No caminho tinha a Barata.
Minha primeira compra no mercado foi um exagero de besteiras e coisas essenciais que eu ainda estava sem coragem de cozinhar. Minha comida cambaleava entre o insosso e o excesso de tempero. Minha irmã me jogava na cara sempre que a coisa desandava e fazia questão de lembrar o quanto a comida da mãe era melhor.
Não, talvez não conseguisse resolver isso sozinha.
O maldito celular, que parcelei em 10 vezes e já com a tela quebrada, estava na bancada e no caminho tinha a Barata. Imóvel, talvez estivesse morta, mas ela deu alguns passos. Nada é fácil assim.
Ainda que minha mãe trabalhasse o dia todo fora, esperava-a para resolver todos os conflitos, matar baratas, reclamar da minha irmã, da escola, da tv pifada, do gás que acabou de repente, me ajudar a escolher o que fazer na faculdade, ler o contrato de compra do apartamento, ir na loja de móveis, meu Deus, chamei minha mãe até para ajudar na escolha das roupas novas quando fui promovida.
Em que momento achei que era hora de morar sozinha?
Não tinha namorado, marido, filho ou um emprego que se diga estável, nem sei como tinha chegado até ali, a sombra do desemprego, de não conseguir pagar as contas e ser obrigada a juntar minhas poucas coisas e voltar derrotada, aparecia em meus sonhos dia sim dia não.
Eu não conseguia matar uma barata sozinha.
Uma semana depois da mudança, tudo ainda estava uma zona e meu projeto de decoração era uma prateleira meio torta que instalei no quarto. A ideia de reforma foi tentar pintar a parede da sala, um projeto meio certo e meio errado que resultou em partes manchadas que eu pretendia cobrir com quadros. O plano de fazer um planejado na cozinha esbarrou no meu orçamento, menor do que imaginava perante o valor das coisas.
Quem era aquela Barata perto das milhares de questões por resolver?
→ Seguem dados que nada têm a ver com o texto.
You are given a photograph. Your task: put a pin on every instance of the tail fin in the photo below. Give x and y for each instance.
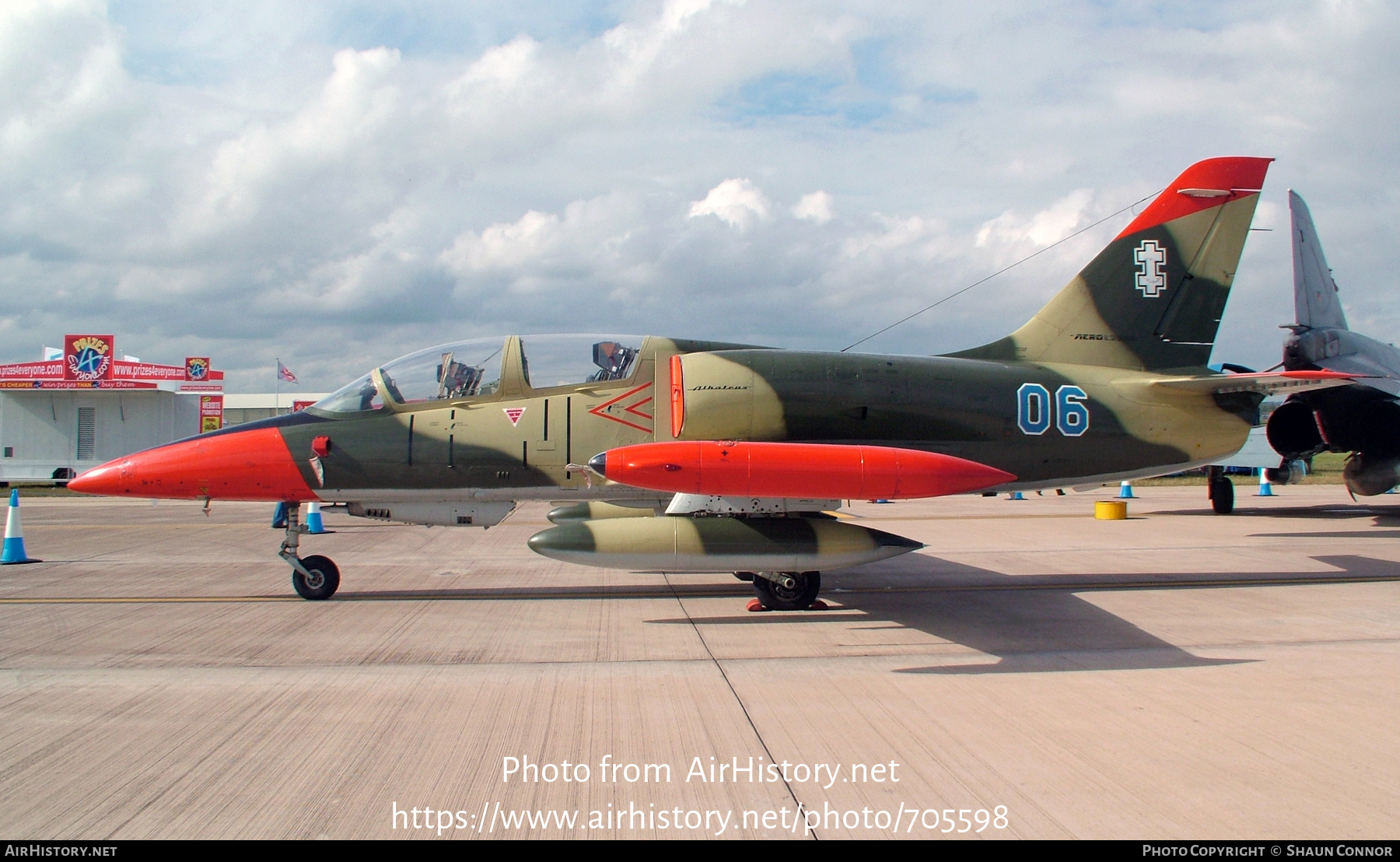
(1153, 299)
(1315, 293)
Não tinha uma máquina de lavar ainda, o guarda roupa não tinha chegado, a loja me enrolava, minha fatura com certeza tinha estourado o limite que eu achei que manteria. A luz piscou e apagou, no completo breu com pequenos flashes dos relâmpagos, me sabendo descalça próxima a uma barata gigante, meu coração errou as batidas, precisava colocar os pensamentos em ordem. A solução era deixar o problema se resolver sozinho, a lanterna estava no quarto, me trancaria lá, se antes com luz não tive coragem de enfrentar a Barata, agora era improvável.
Eu poderia voltar para minha mãe, mas essa era uma solução fácil para a Barata. Me tranquei no quarto, usei uma roupa para fazer uma proteção embaixo da porta e com a lanterna vasculhei os cantos sem sair de cima da cama. Naquela noite dormi em meio a sonhos e pesadelos que envolviam insetos gigantes e um cartão de crédito vilanesco.
Era melhor admitir a derrota e chamar ajuda, poderia até trazer o Rock para dar uma geral. Mas na manhã seguinte não vi mais a Barata, organizei as coisas o máximo que consegui, com um chinelo na mão e inseticida na outra. Ela tinha sumido. Não era uma derrota, muito menos uma vitória. Então, a vizinha da frente gritou.
Nada era tão fácil assim, eu sabia que em algum momento a Barata ia voltar.